Une « alternative légale » au snus

En France, le site Web de Nico Pouches présente par exemple les sachets de nicotine comme « une alternative légale », tout en rappelant que le snus est interdit à la vente. Bien qu’il tente de démêler la confusion entre snus et sachets de nicotine, le site l’entretient toutefois en parlant de ces derniers comme des « snus sans tabac », le terme de « snus » semblant déjà répandu en France[7]. Dans une nuance assez subtile, le site précise que si « Les Nicotine Pouches ne permettent pas d’arrêter de fumer, ils représentent une alternative sérieuse à la cigarette traditionnelle », alors que d’autres sites expliquent que les pouches permettraient d’arrêter de fumer. Le site de Nico Pouches comprend également une gamme de sachets sans tabac ni nicotine baptisée « energy pouches », qui propose des pouches contenant de la caféine, de la théine ou du guarana, ainsi que des vitamines et des sels minéraux, indiquant une volonté de diversification de cet univers de produits.
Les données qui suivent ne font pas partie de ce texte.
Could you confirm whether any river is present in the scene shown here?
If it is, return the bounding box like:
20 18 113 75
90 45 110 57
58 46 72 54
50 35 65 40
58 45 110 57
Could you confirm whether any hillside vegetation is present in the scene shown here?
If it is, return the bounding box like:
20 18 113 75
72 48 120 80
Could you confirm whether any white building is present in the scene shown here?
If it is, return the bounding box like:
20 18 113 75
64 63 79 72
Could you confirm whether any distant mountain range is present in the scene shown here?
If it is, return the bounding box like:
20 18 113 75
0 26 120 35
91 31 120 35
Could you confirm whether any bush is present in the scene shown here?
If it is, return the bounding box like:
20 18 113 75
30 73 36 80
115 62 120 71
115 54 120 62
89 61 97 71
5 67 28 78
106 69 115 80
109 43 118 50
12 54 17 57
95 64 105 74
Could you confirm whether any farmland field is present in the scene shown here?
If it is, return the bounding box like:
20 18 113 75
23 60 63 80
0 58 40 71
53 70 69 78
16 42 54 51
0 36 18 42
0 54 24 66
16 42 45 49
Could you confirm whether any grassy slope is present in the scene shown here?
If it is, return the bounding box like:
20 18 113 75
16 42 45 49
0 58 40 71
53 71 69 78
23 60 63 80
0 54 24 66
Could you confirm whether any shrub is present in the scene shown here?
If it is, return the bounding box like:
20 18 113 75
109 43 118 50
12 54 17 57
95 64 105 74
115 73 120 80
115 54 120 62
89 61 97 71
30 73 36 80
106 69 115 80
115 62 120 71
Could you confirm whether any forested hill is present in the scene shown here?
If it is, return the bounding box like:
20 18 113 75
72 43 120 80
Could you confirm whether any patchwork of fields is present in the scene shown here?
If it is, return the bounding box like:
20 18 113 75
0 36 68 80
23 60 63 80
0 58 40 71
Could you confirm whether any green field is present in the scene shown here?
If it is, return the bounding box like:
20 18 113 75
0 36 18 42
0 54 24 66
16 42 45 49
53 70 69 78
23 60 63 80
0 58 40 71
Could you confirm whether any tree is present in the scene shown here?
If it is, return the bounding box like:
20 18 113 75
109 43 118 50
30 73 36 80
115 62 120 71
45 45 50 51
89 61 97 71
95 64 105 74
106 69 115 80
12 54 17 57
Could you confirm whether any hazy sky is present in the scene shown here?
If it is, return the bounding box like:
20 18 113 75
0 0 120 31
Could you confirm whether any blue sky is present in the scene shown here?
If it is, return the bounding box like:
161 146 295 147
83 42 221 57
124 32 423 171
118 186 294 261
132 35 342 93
Plusieurs débits de tabac parisiens proposent à la vente des sachets de nicotine de la marque polonaise Aroma King, déjà très installée sur le segment des puffs. Des reventes illégales de sachets de nicotine de diverses marques ont aussi été repérées sur certains réseaux sociaux comme Instagram ou TikTok. La diffusion de masse des sachets de nicotine en France semble donc amplement amorcée.

Mots-clés : pouches, sachets de nicotine, snus, BAT, JTI, PMI, Velo. 

©Génération Sans Tabac

MF


[1] Tabac, Philip Morris, Swedish Match, Altria : duel de cow-boys, Les Echos, publié le 28 novembre 2022, consulté le 26 décembre 2022.

[2] Swedish Match, Improve public health, consulté le 26 décembre 2022.

[3] Oudit P, Tabac sans fumée : dopage ou conduite dopante ?, Le Monde, publié le 23 novembre 2022, consulté le 26 décembre 2022.

[4] Baudier L, Qu’est-ce que le snus, ce tabac illégal prisé des sportifs ?, Le Télégramme, publié le 2 décembre 2022, consulté le 26 décembre 2022.

[5] Valognes T, Loisy F, « Ça rend accro rapidement » : alerte au snus, ce tabac à sucer interdit, populaire chez les ados, Le Parisien, publié le 26 décembre 2022, consulté le 26 décembre 2022.

[6] Directive 2014/40/UE du Parlement européen et du Conseil du 3 avril 2014, Journal officiel de l’Union européenne, art. 5 et 39.

[7] Snus sans tabac ou nicopods : une solution pour les snusers français ?, Nico Pouches, consulté le 26 décembre 2022.